Pam from Maribel, WI writes:
“Can you cut slips from a variegated red twig dogwood”
Pam, thanks for writing in. Yes, propagating red twig dogwood (or yellow twig or the many cultivars) is fairly simple from cuttings. (For those of you unfamiliar with terms like “slips” and “propagating”, these terms refer to methods of creating new plants from cuttings of existing plants.)

Spreading Shoots in Light Areas are Ready Divisions
Here in Western Washington it is often as simple as taking a cutting of younger growth, removing the lowest internode, and sticking the cutting into the soil. It is such a vigorous grower, that quite often it will take off on its own. However, dipping your twig dogwood’s cut end in a bit of rooting hormone may give you a little added insurance.
By-the-way, did you know you can soak fresh willow in water for 24-48 hours and use that water as rooting hormone?

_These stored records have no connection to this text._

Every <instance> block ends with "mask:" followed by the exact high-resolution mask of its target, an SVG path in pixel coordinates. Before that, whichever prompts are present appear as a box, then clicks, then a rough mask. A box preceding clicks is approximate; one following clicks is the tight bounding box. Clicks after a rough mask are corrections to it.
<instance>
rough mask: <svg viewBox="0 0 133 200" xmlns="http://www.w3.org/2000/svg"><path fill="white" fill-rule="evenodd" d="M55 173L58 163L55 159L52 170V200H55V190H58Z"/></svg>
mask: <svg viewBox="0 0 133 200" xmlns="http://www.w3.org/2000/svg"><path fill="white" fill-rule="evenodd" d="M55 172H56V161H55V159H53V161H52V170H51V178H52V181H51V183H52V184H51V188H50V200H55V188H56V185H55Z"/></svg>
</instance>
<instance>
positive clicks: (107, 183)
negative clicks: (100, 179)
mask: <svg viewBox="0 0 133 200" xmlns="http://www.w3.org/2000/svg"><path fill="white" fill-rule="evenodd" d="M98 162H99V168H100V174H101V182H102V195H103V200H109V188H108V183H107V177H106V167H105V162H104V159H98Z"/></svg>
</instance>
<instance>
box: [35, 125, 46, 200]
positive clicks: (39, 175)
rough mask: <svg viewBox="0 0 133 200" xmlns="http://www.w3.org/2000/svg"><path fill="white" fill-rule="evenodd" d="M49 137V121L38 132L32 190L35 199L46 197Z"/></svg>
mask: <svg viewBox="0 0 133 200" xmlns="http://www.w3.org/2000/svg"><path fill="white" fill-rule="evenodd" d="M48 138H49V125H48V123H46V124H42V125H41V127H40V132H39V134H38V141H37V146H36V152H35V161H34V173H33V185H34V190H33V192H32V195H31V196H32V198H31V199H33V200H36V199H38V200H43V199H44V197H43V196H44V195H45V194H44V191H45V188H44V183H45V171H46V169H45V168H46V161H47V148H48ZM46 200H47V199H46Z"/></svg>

Before you could buy rooting hormone in a jar, this was a traditional rooting stimulator.
There are other methods I’ve read about for propagating twig dogwoods by taking cuttings in fall and storing the cuttings indoors in sawdust over winter to create a bareroot type cutting. When I studied horticulture in college, a few fellow students experimented with this method only to come up with useless twigs by spring. However, it is a known method if you want to give it a shot.
Finally, I always suggest looking around the perimeter of your twig dogwood for spreading shoots. My Midwinter Fire twig dogwood has started spreading underground over the last few years, so it is fairly simple for me to create new plants by digging up the unwanted spreaders.